13  Similarity

We want to find how to measure similarity between Horn clauses.

Given:

• m: number of features of i not present in j
• l: number of features in common between i and j
• n: features of j not present in i
• \alpha \in [0, 1]: relative imporrtante of i with respect to j

sf(\alpha, n, l, m) = \alpha \cdot \dfrac{l + 1}{l+m+2} + (1-\alpha) \cdot \dfrac{l + 1}{l+n+2}

The idea is that the more things in l the more similar the two clauses are.

• sf(\alpha, n, l m) tends to 0: no limits to popssioble differences
• sf(\alpha, n, l, m) tends to 1: identity
• sf(\alpha, n, l, m) = 0.5: maximum uncertainty

Why don’t we use other similarity measures like dice, jaccard, etc? Because they assign 1 in many ways, while we want to assign 1 only for identity.
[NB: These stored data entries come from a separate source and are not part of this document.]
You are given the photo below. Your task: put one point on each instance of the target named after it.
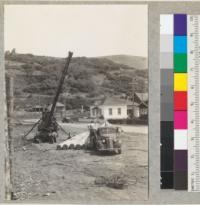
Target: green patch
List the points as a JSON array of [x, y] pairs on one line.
[[180, 63]]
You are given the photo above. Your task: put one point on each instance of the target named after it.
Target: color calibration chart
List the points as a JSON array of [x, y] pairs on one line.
[[180, 101]]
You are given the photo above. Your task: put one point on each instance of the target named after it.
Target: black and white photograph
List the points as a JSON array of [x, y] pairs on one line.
[[77, 102]]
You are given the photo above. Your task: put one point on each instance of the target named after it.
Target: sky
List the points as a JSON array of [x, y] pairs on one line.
[[87, 30]]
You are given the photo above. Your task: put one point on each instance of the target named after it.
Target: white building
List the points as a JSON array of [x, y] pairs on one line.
[[110, 109]]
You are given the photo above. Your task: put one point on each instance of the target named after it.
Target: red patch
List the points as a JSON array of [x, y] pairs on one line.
[[180, 100]]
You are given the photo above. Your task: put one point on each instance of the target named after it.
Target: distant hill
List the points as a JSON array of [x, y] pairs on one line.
[[132, 61], [89, 79]]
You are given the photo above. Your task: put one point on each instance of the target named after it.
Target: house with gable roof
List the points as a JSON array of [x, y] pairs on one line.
[[111, 108]]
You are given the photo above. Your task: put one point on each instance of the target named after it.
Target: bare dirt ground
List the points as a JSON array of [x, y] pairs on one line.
[[40, 172]]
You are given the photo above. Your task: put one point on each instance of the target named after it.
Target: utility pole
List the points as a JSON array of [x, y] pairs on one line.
[[9, 145], [134, 83]]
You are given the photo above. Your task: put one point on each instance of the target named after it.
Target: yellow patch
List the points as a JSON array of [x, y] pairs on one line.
[[180, 81]]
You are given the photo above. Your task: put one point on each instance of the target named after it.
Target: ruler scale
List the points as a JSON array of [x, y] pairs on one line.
[[180, 102], [193, 103]]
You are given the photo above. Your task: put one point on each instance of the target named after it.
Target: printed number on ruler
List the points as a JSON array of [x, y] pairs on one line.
[[193, 22]]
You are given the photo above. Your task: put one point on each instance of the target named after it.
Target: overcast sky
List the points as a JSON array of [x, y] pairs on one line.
[[87, 30]]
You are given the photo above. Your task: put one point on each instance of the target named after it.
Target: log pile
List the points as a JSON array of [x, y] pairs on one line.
[[76, 142]]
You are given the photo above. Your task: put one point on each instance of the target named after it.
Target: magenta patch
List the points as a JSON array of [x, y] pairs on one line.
[[180, 120]]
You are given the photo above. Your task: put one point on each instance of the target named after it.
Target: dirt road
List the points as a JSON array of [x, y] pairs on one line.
[[40, 172]]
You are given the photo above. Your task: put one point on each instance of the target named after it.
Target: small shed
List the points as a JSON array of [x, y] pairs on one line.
[[60, 110]]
How do we apply this similarity? For object we can extract 2 features: position and properties and we represent clause as a Directed Acyclic Graph, where nodes are literals and edges are at least one shared term. So the level 0 of the tree is the head, in the next level there is the new literals linked with last velel and incoming edge form each linked node of previous level. Leaves are nodes with no outgoing edges.

So the process is:

1. Extract all paths root-leaf
2. Compute the similarity

The similarity in a path is the literal similarity until compatible literals are found (using least general generalization).